Potrei allora raccontarvi del calore che mi ha invaso il petto mentre scoprivo il disco dei Lo Moon sfogliando un giornaletto di recensioni cinematografiche poco prima della proiezione di Another End, uno dei film più belli che ho visto quest’anno a cui, da quel momento, il disco dei Lo Moon si lega indissolubilmente. Oppure potrei raccontarvi della stranissima sensazione che ho provato quando ho sentito Alone dei Cure per la prima volta, quasi fosse il suono del volo di un uccello rimasto imprigionato in un blocco di ghiaccio per sedici anni: leggero e pesante al tempo stesso. Potrei raccontavi di una chiacchierata telefonica con il cantante dei Brigitte Calls Me Baby durata quasi un’ora senza mai vedere il suo volto (aveva la telecamera dello smartphone rotto…) e di come quest’uomo abbia poi continuato a nascondermi beffardamente la faccia anche dalla copertina del suo disco.
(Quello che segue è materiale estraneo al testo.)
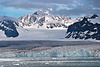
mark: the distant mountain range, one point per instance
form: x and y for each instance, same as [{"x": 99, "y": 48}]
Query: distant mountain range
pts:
[
  {"x": 43, "y": 19},
  {"x": 77, "y": 28}
]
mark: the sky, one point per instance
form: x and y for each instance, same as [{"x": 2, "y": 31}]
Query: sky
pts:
[{"x": 73, "y": 8}]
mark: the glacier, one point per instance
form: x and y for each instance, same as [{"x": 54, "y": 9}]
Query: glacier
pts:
[{"x": 77, "y": 53}]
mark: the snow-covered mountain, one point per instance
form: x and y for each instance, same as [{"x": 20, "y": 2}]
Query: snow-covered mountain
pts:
[
  {"x": 43, "y": 19},
  {"x": 8, "y": 26},
  {"x": 88, "y": 28}
]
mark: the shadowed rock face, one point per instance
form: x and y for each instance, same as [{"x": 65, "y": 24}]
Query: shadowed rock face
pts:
[
  {"x": 9, "y": 28},
  {"x": 84, "y": 30}
]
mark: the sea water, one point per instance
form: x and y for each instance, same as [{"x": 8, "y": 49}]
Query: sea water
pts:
[{"x": 51, "y": 62}]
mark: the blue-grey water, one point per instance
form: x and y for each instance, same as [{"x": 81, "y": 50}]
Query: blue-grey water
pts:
[
  {"x": 52, "y": 62},
  {"x": 48, "y": 61}
]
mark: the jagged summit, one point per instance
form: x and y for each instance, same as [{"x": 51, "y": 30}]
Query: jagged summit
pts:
[{"x": 43, "y": 19}]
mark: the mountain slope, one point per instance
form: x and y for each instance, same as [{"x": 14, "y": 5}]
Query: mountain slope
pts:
[
  {"x": 8, "y": 26},
  {"x": 85, "y": 29},
  {"x": 43, "y": 19}
]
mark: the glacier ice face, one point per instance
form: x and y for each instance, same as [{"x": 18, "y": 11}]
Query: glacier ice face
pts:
[{"x": 77, "y": 53}]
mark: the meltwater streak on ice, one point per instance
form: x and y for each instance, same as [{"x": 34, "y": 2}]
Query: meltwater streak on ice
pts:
[
  {"x": 52, "y": 62},
  {"x": 41, "y": 48}
]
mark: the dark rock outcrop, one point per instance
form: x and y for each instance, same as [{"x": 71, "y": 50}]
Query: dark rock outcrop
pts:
[{"x": 84, "y": 30}]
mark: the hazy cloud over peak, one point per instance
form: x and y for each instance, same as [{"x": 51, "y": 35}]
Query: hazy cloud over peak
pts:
[{"x": 60, "y": 7}]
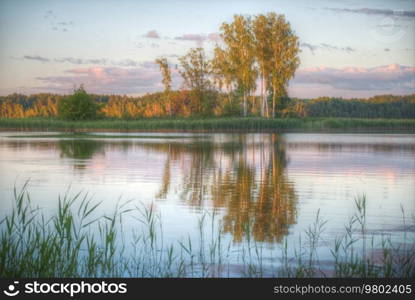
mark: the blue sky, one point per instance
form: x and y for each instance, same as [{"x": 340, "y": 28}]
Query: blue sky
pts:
[{"x": 349, "y": 48}]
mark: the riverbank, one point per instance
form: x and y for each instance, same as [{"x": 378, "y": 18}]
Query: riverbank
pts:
[
  {"x": 211, "y": 125},
  {"x": 64, "y": 245}
]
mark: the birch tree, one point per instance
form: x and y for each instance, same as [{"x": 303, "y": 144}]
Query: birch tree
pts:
[
  {"x": 166, "y": 74},
  {"x": 284, "y": 58},
  {"x": 238, "y": 40}
]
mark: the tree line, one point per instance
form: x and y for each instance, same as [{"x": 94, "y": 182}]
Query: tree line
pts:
[
  {"x": 261, "y": 48},
  {"x": 255, "y": 50},
  {"x": 156, "y": 105}
]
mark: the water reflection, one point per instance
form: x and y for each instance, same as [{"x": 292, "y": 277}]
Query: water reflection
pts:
[{"x": 245, "y": 177}]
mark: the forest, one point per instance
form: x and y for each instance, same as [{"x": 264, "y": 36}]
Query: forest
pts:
[
  {"x": 154, "y": 106},
  {"x": 247, "y": 76}
]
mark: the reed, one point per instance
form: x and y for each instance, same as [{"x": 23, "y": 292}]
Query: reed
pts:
[
  {"x": 251, "y": 124},
  {"x": 77, "y": 242}
]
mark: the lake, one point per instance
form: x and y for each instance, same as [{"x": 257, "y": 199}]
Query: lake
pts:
[{"x": 275, "y": 183}]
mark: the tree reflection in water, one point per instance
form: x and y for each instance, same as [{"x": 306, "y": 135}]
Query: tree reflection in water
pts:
[{"x": 245, "y": 178}]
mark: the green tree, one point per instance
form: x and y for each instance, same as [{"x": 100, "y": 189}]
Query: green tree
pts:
[
  {"x": 262, "y": 35},
  {"x": 78, "y": 106},
  {"x": 239, "y": 55},
  {"x": 166, "y": 73},
  {"x": 195, "y": 70},
  {"x": 284, "y": 59}
]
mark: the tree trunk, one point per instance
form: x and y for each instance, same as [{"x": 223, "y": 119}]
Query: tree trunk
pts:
[
  {"x": 273, "y": 103},
  {"x": 244, "y": 104}
]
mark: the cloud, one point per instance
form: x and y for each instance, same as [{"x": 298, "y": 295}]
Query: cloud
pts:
[
  {"x": 152, "y": 34},
  {"x": 85, "y": 61},
  {"x": 376, "y": 11},
  {"x": 383, "y": 79},
  {"x": 36, "y": 57},
  {"x": 326, "y": 47},
  {"x": 109, "y": 80},
  {"x": 308, "y": 46}
]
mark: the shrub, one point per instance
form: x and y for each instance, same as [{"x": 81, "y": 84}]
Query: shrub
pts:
[{"x": 78, "y": 106}]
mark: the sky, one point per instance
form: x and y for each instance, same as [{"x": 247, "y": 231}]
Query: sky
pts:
[{"x": 348, "y": 48}]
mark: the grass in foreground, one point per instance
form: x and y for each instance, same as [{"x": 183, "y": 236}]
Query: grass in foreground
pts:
[
  {"x": 67, "y": 245},
  {"x": 214, "y": 124}
]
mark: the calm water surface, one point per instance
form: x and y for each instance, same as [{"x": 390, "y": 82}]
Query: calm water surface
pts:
[{"x": 276, "y": 182}]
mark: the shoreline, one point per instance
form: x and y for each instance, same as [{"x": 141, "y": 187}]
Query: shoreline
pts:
[{"x": 213, "y": 125}]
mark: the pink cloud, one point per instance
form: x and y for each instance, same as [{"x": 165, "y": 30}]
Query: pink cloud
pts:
[
  {"x": 110, "y": 80},
  {"x": 353, "y": 81}
]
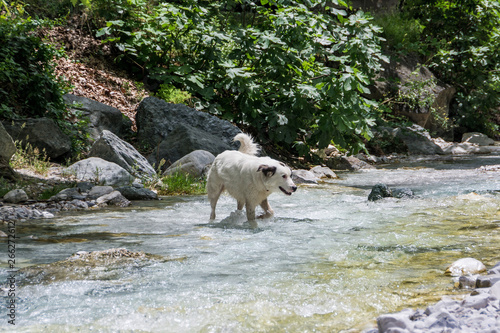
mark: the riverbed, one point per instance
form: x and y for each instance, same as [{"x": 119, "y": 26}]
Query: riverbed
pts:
[{"x": 329, "y": 260}]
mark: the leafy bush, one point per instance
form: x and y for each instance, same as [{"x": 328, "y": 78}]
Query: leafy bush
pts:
[
  {"x": 29, "y": 87},
  {"x": 462, "y": 40},
  {"x": 290, "y": 71}
]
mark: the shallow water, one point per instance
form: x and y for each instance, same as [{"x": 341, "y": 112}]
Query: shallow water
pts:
[{"x": 328, "y": 261}]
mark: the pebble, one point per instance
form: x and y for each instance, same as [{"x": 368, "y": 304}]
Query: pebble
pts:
[{"x": 477, "y": 312}]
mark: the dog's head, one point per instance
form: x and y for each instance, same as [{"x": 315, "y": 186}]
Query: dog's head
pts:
[{"x": 277, "y": 176}]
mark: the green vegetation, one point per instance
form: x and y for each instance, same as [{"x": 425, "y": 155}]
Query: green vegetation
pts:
[
  {"x": 28, "y": 157},
  {"x": 294, "y": 72},
  {"x": 181, "y": 183}
]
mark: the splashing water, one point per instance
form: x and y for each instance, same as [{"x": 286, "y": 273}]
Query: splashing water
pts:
[{"x": 328, "y": 261}]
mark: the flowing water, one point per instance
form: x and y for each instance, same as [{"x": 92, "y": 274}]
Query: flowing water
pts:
[{"x": 328, "y": 261}]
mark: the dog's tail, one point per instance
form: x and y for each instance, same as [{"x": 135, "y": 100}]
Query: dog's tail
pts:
[{"x": 247, "y": 146}]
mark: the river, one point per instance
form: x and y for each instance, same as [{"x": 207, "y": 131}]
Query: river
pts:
[{"x": 329, "y": 260}]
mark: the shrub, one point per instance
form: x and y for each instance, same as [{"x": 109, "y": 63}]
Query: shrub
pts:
[
  {"x": 292, "y": 72},
  {"x": 462, "y": 39}
]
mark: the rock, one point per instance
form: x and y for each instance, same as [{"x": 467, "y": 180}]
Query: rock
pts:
[
  {"x": 379, "y": 191},
  {"x": 465, "y": 266},
  {"x": 395, "y": 322},
  {"x": 479, "y": 139},
  {"x": 68, "y": 194},
  {"x": 41, "y": 133},
  {"x": 304, "y": 177},
  {"x": 99, "y": 171},
  {"x": 323, "y": 172},
  {"x": 347, "y": 163},
  {"x": 114, "y": 198},
  {"x": 195, "y": 164},
  {"x": 183, "y": 140},
  {"x": 418, "y": 141},
  {"x": 15, "y": 196},
  {"x": 157, "y": 119},
  {"x": 495, "y": 290},
  {"x": 83, "y": 265},
  {"x": 99, "y": 191},
  {"x": 487, "y": 281},
  {"x": 111, "y": 148},
  {"x": 101, "y": 116},
  {"x": 467, "y": 281},
  {"x": 399, "y": 77},
  {"x": 402, "y": 193},
  {"x": 136, "y": 193}
]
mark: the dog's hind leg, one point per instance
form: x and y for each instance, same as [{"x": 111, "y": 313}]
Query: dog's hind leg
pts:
[
  {"x": 213, "y": 197},
  {"x": 268, "y": 211}
]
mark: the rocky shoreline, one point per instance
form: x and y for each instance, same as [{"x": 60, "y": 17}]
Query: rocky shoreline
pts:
[{"x": 478, "y": 312}]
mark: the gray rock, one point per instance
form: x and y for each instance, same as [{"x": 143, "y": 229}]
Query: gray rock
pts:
[
  {"x": 183, "y": 140},
  {"x": 479, "y": 139},
  {"x": 99, "y": 191},
  {"x": 495, "y": 290},
  {"x": 157, "y": 119},
  {"x": 347, "y": 163},
  {"x": 379, "y": 191},
  {"x": 465, "y": 266},
  {"x": 323, "y": 172},
  {"x": 403, "y": 192},
  {"x": 304, "y": 177},
  {"x": 41, "y": 133},
  {"x": 68, "y": 194},
  {"x": 136, "y": 193},
  {"x": 15, "y": 196},
  {"x": 467, "y": 281},
  {"x": 418, "y": 141},
  {"x": 114, "y": 198},
  {"x": 99, "y": 171},
  {"x": 111, "y": 148},
  {"x": 195, "y": 164},
  {"x": 101, "y": 116},
  {"x": 486, "y": 281},
  {"x": 395, "y": 322}
]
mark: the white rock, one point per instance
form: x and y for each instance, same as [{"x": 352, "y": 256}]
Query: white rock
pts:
[{"x": 465, "y": 266}]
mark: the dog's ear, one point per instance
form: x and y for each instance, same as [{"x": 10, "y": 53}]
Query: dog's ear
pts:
[{"x": 267, "y": 170}]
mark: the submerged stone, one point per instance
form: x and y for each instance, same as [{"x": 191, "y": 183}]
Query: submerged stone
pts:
[
  {"x": 96, "y": 265},
  {"x": 465, "y": 266}
]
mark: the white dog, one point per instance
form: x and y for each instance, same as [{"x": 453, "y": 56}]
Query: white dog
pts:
[{"x": 248, "y": 178}]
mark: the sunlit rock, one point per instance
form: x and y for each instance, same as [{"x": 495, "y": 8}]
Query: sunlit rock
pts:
[{"x": 465, "y": 266}]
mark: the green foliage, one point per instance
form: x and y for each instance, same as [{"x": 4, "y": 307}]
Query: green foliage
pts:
[
  {"x": 462, "y": 43},
  {"x": 29, "y": 87},
  {"x": 291, "y": 73},
  {"x": 181, "y": 183},
  {"x": 172, "y": 95},
  {"x": 28, "y": 157},
  {"x": 401, "y": 33}
]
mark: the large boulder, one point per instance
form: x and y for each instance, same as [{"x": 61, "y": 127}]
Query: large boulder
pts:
[
  {"x": 101, "y": 116},
  {"x": 479, "y": 139},
  {"x": 183, "y": 129},
  {"x": 111, "y": 148},
  {"x": 195, "y": 164},
  {"x": 41, "y": 133},
  {"x": 406, "y": 76},
  {"x": 97, "y": 170},
  {"x": 7, "y": 149}
]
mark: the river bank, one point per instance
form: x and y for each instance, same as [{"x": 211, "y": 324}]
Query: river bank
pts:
[{"x": 389, "y": 252}]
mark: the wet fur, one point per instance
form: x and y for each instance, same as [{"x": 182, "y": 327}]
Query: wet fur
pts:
[{"x": 247, "y": 178}]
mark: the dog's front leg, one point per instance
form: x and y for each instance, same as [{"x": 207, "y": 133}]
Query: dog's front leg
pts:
[
  {"x": 268, "y": 211},
  {"x": 250, "y": 212}
]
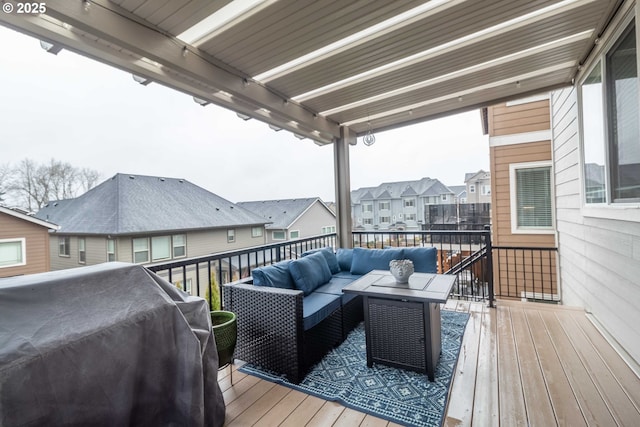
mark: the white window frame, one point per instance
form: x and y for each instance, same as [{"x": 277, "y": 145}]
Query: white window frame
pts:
[
  {"x": 174, "y": 245},
  {"x": 409, "y": 202},
  {"x": 513, "y": 167},
  {"x": 155, "y": 246},
  {"x": 134, "y": 252},
  {"x": 82, "y": 249},
  {"x": 328, "y": 229},
  {"x": 619, "y": 210},
  {"x": 23, "y": 250},
  {"x": 67, "y": 246},
  {"x": 111, "y": 252}
]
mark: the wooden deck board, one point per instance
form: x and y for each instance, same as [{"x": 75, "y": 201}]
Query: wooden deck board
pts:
[
  {"x": 587, "y": 397},
  {"x": 520, "y": 364},
  {"x": 460, "y": 410},
  {"x": 613, "y": 394},
  {"x": 539, "y": 409},
  {"x": 485, "y": 405},
  {"x": 510, "y": 395}
]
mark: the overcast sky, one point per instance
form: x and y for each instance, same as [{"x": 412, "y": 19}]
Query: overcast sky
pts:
[{"x": 77, "y": 110}]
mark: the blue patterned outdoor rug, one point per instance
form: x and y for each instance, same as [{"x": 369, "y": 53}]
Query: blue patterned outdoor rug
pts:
[{"x": 397, "y": 395}]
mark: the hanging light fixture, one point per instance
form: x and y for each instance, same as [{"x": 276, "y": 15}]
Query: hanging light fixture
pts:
[{"x": 369, "y": 139}]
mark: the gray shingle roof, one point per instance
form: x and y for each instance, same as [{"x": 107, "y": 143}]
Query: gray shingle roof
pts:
[
  {"x": 396, "y": 190},
  {"x": 132, "y": 204},
  {"x": 281, "y": 213}
]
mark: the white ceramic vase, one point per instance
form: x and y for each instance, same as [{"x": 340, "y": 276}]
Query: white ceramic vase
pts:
[{"x": 401, "y": 269}]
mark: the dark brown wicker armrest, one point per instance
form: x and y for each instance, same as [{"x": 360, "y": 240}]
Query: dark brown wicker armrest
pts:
[{"x": 270, "y": 328}]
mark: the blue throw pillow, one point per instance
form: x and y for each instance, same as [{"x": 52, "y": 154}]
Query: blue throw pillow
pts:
[
  {"x": 365, "y": 260},
  {"x": 344, "y": 257},
  {"x": 276, "y": 276},
  {"x": 310, "y": 272},
  {"x": 332, "y": 261},
  {"x": 424, "y": 259}
]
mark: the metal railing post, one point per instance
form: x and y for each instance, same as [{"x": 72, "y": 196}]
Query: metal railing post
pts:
[{"x": 490, "y": 266}]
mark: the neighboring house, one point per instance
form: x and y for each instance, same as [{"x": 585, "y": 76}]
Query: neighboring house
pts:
[
  {"x": 596, "y": 182},
  {"x": 24, "y": 243},
  {"x": 400, "y": 205},
  {"x": 522, "y": 197},
  {"x": 291, "y": 219},
  {"x": 478, "y": 186},
  {"x": 146, "y": 219},
  {"x": 459, "y": 193}
]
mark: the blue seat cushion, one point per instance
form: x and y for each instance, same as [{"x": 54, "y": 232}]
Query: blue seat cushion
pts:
[
  {"x": 316, "y": 307},
  {"x": 344, "y": 257},
  {"x": 424, "y": 259},
  {"x": 347, "y": 275},
  {"x": 310, "y": 272},
  {"x": 329, "y": 255},
  {"x": 365, "y": 260},
  {"x": 335, "y": 286},
  {"x": 276, "y": 276}
]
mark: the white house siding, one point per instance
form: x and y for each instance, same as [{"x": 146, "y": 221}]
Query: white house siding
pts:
[
  {"x": 599, "y": 256},
  {"x": 311, "y": 222}
]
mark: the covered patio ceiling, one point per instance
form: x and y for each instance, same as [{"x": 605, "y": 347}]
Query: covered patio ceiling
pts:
[{"x": 323, "y": 69}]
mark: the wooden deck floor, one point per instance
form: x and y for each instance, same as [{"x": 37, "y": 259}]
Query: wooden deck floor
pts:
[{"x": 519, "y": 364}]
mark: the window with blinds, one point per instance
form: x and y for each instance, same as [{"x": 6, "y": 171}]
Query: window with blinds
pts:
[
  {"x": 531, "y": 199},
  {"x": 610, "y": 119},
  {"x": 623, "y": 103}
]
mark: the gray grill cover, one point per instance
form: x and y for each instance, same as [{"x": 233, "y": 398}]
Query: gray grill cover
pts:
[{"x": 106, "y": 345}]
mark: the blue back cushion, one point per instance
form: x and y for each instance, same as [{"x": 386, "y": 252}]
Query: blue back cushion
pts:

Potrei cercare di descrivere lo sguardo limpido di Pete Doherty a passeggio per Villa Ada con moglie e figlio mentre mi saluta con un “ciao!” squillante, bellissimo, più potente dello splendido concerto dei Libertines che lo avrebbe seguito. Potrei dilungarmi su Balu degli Elbow, ascoltata dentro una vasca da bagno, a Praga, la sera di Pasqua o su Just Another Rainbow che, soprattutto se la sento in macchina con la mia compagna, continua a sembrarmi una delle canzoni più belle scritte da John Squire e una delle migliori fra quelle interpretate da Liam Gallagher negli ultimi dieci anni. Potrei farlo ma cedo volentieri la parola a Paolo Nori, citando un libro (di autofiction? sì e no…), che è senza dubbio il mio preferito di questo 2024: “Quando è uscita la prima raccolta di poesie di Anna Achmatova, nel 1912, un critico, Viktor Sklovskij, ha scritto che Achmatova parlava delle cose che noi usiamo tutti i giorni e proiettava, su quelle cose, una luce che faceva sì che noi le vedessimo per la prima volta, nelle poesie di Anna Achmatova. Erano così cose di tutti i giorni, che non sembravano neanche cose di tutti i giorni”. Ecco, le canzoni, o almeno certe canzoni, quelle che amiamo soprattutto, come direbbe Paolo Nori: uguale, mi sembra.
Pop
- Lo Moon – I Wish You Way More Than Luck
- The Last Dinner Party – Prelude to Ecstasy
- Bullion – Affection
- Fabiana Palladino – S/t
- Royel Otis – Pratts & Pain
Rock
- Brigitte Calls Me Baby – The Future Is Our Way Out
- Fontaines D.C. – Romance
- Maxïmo Park – Stream of Life
- Godspeed You! Black Emperor – No Title as of 13 February 2024 28,340 Dead
- English Teacher – This Could Be Texas
Songwriter
- Bill Ryder-Jones – lechyd DA
- Beth Gibbons – Lives Outgrown
- Alex Pester – I Won’t Give Up On You
- Jessica Pratt – Here in the Pitch
- Marika Hackman – Big Sigh
Evergreen
- The Cure – Songs Of A Lost World
- Elbow – Audio Vertigo
- The Smile – Wall of Eyes
- Ex Aequo. The Libertines – All Quiet on The Eastern Esplanade / Vampire Weekend – Only God Was Above Us
- Liam Gallagher John Squire – S/T
Migliori EP del 2024
Voxtrot – Esprit de Coer
Cardinals – S/t
86TVs – You Don’t Have To Be Yourself Right Now
Album del 2023 scoperti nel 2024
Floodlights – Painting on My Time
Harp – Albion
Clockworks – Exit Strategy
Miglior concerto
The Libertines – Villa Ada, Roma, 1 luglio 2024
Miglior libro
Paolo Nori – Chiudo la porta e urlo, Mondadori, 2024
Migliori Film
La zona d’interesse – Regia di Jonathan Glazer
Another End – Regia di Piero Messina
The Holdovers – Regia di Alexander Payne
Il ragazzo e l’airone – Regia di Hayao Miyazaki
Perfect Days – Regia di Wim Wenders
Mi mancheranno
Mia nonna Carlina, Paolo Benvegnù, Sven-Göran Eriksson, Ernesto Assante.